Good old Nicodemus was changed after his encounter with Jesus. He may not have fully understood all the things that Jesus said to him at the time, but he was changed, nonetheless. We see that later in John’s gospel, Nicodemus defends Jesus when his Pharisee colleagues search for a way to have Jesus killed. And it is Nicodemus, along with Joseph of Arimathea, who cares for Jesus after the crucifixion, bringing a hundred pounds of spices to anoint Jesus’ body, as it is laid in the tomb. Christian tradition has it that Nicodemus became a devoted follower of the risen Christ, and that he spent his time teaching and spreading the gospel throughout the land. It is said that he was eventually martyred for his faith, and he is considered a Saint of the church. Yes, friends, faith is more than belief. It is more than the quest for the right ideas about God. Faith means inviting Jesus Christ into your life. It means falling on your knees and asking Christ to draw closer to you than you are to yourself. It isn’t only Nicodemus. All of us must be born of water and spirit. God wants to touch us, to love us, to transform us, to fill the empty spaces inside our souls.
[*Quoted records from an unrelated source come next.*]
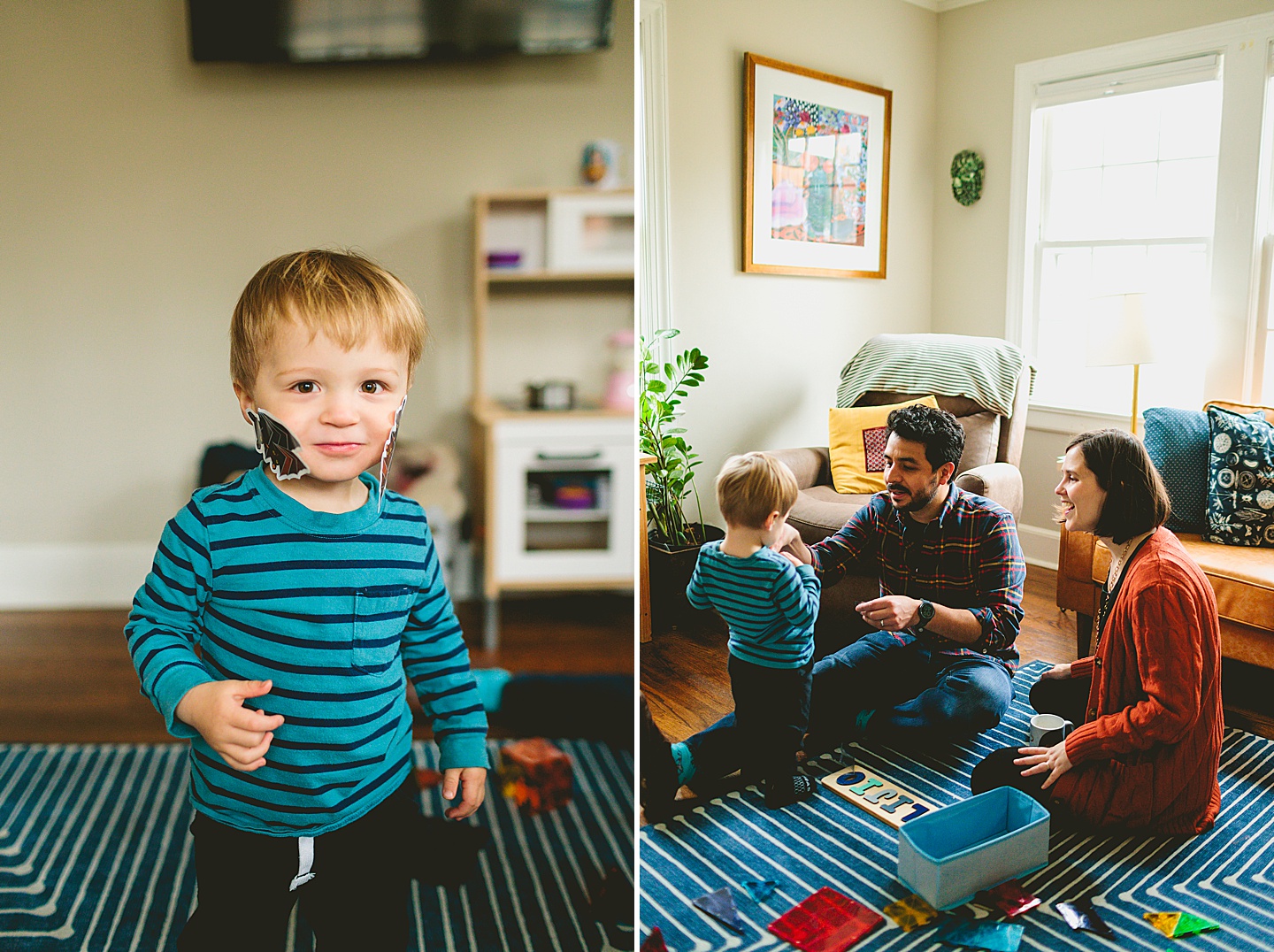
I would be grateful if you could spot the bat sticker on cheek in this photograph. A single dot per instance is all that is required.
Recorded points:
(388, 454)
(277, 445)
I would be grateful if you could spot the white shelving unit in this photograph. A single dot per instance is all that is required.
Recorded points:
(558, 491)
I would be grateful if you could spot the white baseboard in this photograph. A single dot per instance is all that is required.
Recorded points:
(73, 575)
(1040, 546)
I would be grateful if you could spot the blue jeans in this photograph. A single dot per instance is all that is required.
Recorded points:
(764, 729)
(918, 696)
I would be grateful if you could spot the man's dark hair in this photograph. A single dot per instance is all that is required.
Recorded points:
(940, 431)
(1135, 498)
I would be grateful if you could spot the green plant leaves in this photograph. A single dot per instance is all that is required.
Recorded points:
(671, 478)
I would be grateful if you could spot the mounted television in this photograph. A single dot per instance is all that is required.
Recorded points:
(359, 31)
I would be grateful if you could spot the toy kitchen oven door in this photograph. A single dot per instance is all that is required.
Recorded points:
(561, 508)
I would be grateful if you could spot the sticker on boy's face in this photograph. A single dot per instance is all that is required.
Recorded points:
(388, 453)
(277, 445)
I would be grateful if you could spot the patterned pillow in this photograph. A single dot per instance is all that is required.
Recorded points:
(855, 441)
(1176, 442)
(1241, 480)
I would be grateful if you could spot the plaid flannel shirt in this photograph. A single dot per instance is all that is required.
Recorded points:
(967, 557)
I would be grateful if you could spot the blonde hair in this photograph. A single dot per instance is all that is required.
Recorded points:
(345, 296)
(752, 486)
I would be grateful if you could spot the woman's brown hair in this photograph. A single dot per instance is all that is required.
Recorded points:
(1135, 498)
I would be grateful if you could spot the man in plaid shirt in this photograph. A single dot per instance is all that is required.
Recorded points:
(940, 662)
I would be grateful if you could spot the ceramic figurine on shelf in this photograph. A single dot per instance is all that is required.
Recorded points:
(622, 387)
(600, 164)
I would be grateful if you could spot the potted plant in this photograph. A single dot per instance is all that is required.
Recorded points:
(674, 541)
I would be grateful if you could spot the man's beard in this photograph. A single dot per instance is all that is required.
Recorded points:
(920, 500)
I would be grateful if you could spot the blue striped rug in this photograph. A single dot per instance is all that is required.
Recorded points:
(96, 856)
(1226, 874)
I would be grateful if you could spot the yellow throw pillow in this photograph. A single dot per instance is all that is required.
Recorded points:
(856, 437)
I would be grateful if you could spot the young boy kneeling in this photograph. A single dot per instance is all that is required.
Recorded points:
(770, 601)
(280, 613)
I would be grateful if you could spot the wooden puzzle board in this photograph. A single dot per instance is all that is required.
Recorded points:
(882, 798)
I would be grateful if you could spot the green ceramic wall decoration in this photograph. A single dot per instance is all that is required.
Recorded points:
(967, 176)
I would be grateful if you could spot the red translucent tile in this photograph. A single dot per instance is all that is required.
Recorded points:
(825, 922)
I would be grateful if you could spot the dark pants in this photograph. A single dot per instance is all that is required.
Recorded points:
(358, 900)
(764, 732)
(1064, 697)
(918, 697)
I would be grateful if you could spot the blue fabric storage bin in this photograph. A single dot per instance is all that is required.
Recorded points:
(950, 854)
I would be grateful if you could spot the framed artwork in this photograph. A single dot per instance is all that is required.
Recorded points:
(816, 173)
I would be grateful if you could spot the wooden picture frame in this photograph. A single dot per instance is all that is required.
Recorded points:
(819, 205)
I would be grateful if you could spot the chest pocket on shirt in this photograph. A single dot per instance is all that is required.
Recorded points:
(380, 616)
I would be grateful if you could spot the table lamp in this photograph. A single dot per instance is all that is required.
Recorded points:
(1119, 334)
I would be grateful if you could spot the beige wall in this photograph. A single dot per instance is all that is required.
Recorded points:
(139, 191)
(776, 343)
(978, 50)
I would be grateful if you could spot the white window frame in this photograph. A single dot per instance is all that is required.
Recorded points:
(654, 294)
(1242, 200)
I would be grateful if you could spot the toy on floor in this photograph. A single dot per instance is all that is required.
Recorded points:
(759, 890)
(536, 775)
(882, 798)
(825, 922)
(994, 937)
(720, 905)
(654, 942)
(1008, 897)
(911, 913)
(1178, 925)
(549, 705)
(1082, 915)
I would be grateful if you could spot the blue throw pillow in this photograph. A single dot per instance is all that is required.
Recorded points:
(1241, 480)
(1176, 442)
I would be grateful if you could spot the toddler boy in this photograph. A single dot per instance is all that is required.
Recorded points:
(770, 601)
(281, 610)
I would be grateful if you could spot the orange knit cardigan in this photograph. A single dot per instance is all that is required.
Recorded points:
(1148, 751)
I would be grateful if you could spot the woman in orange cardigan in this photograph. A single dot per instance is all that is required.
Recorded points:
(1147, 705)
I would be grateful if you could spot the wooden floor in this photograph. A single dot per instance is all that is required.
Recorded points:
(66, 677)
(685, 680)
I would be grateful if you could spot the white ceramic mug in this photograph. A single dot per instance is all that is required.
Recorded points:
(1048, 729)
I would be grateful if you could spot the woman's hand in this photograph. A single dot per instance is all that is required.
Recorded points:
(1045, 760)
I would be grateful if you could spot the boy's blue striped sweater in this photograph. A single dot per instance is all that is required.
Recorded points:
(330, 607)
(770, 604)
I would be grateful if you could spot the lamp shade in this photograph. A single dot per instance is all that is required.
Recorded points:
(1119, 333)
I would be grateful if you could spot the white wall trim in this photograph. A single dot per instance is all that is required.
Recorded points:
(1040, 546)
(943, 5)
(73, 575)
(1071, 421)
(654, 288)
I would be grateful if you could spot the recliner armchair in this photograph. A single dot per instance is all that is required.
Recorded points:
(989, 466)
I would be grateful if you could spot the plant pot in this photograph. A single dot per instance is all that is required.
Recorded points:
(671, 570)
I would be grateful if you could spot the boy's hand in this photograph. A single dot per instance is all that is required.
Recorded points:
(790, 541)
(239, 734)
(471, 784)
But first we have to invite him in.

Let us pray.

God of second chances, who is patient with our confusion and who leads us into deeper faith, if only we have ears to hear and eyes to see. Grant that we may be born anew each day into hope, born anew each day into joy, born anew into your kingdom. Lord Jesus Christ, when we become legalistic in our living, teach us the language of forgiveness. When we become concrete in our thinking, lift us into the ways of your Spirit. When we become stuck in religious patterns that lead us away from you, bring us back to living faith. May your grace become the context for our days.